La route militaire géorgienne. Carte de Grigori K. Moskvich, Практический путеводитель по Кавказу (1913)

M. I. Lermontov, Vue de la route militaire géorgienne.

Au début de Un héros de notre temps, le narrateur anonyme arrive à la nuit tombée au pied du col de la Croix. Il doit alors louer un attelage de six bœufs et quelques Ossètes — plutôt que de se joindre à une caravane de chameaux — car la glace rend les routes glissantes.

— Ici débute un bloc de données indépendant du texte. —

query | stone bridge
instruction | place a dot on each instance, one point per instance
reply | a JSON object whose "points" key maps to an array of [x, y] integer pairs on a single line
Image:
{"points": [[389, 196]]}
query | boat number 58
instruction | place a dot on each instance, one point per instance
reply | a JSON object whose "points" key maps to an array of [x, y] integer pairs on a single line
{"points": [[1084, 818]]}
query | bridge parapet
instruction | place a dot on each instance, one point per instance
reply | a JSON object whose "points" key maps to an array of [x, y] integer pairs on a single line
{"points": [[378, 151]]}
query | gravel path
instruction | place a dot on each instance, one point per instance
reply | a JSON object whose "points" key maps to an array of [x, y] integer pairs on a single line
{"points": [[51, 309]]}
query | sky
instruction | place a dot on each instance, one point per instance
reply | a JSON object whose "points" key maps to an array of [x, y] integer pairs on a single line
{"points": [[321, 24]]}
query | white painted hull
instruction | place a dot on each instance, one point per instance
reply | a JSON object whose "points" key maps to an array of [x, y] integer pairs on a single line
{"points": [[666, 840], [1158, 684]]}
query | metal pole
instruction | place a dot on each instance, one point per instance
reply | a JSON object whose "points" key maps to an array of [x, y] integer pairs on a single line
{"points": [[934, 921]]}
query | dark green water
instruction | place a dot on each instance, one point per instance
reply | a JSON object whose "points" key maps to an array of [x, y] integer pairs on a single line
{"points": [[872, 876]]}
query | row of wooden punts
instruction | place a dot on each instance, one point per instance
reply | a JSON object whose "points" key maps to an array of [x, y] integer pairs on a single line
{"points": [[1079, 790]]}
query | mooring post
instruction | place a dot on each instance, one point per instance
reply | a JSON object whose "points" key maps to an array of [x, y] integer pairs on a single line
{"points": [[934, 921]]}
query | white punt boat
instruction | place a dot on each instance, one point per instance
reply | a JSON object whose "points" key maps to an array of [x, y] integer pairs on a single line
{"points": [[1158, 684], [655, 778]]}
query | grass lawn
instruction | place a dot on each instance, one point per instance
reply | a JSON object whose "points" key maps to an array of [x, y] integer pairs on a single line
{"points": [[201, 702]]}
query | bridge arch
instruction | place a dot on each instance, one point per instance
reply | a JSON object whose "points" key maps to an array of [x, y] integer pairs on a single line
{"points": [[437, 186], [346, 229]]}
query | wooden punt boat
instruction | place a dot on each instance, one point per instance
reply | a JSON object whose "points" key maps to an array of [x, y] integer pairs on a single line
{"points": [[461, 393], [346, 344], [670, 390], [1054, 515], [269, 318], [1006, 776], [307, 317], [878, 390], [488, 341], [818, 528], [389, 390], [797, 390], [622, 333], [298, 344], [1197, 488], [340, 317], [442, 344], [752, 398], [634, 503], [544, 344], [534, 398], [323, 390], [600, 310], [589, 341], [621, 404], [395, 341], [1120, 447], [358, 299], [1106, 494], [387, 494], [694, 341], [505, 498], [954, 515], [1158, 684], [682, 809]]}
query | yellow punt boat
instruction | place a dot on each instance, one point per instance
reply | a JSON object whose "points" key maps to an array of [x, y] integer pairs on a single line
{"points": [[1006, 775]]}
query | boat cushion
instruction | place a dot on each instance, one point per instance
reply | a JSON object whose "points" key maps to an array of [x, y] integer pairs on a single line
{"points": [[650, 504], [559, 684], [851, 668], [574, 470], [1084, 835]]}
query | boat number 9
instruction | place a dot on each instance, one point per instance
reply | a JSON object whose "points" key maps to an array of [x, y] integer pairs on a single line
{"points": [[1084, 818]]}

Направо был утес, налево пропасть такая, что целая деревушка осетин, живущих на дне ее, казалась гнездом ласточки; я содрогнулся, подумав, что часто здесь, в глухую ночь, по этой дороге, где две повозки не могут разъехаться, какой-нибудь курьер раз десять в год проезжает, не вылезая из своего тряского экипажа.Sur la droite, il y avait la falaise, sur la gauche, un précipice, si profond que tout un village ossète en contrebas semblait un nid d’hirondelle. Je frissonnais en pensant que souvent, au plus noir de la nuit, sur cette même route où deux voitures ne pouvaient se croiser, un courrier passait dix fois l’an sans jamais descendre de son véhicule branlant.



Lermontov décrit ainsi en 1840 une route qu’il a déjà parcourue plusieurs fois comme l’ont fait avant lui Griboïedov et Pouchkine. Au col de Jvari ou col de la Croix, là où passent le narrateur et son compagnon Maxim Maximytch, Ermolov fit bâtir une croix en pierre rouge en 1824 pour remplacer celle placée là au XIIe siècle par le roi de Géorgie David le Bâtisseur.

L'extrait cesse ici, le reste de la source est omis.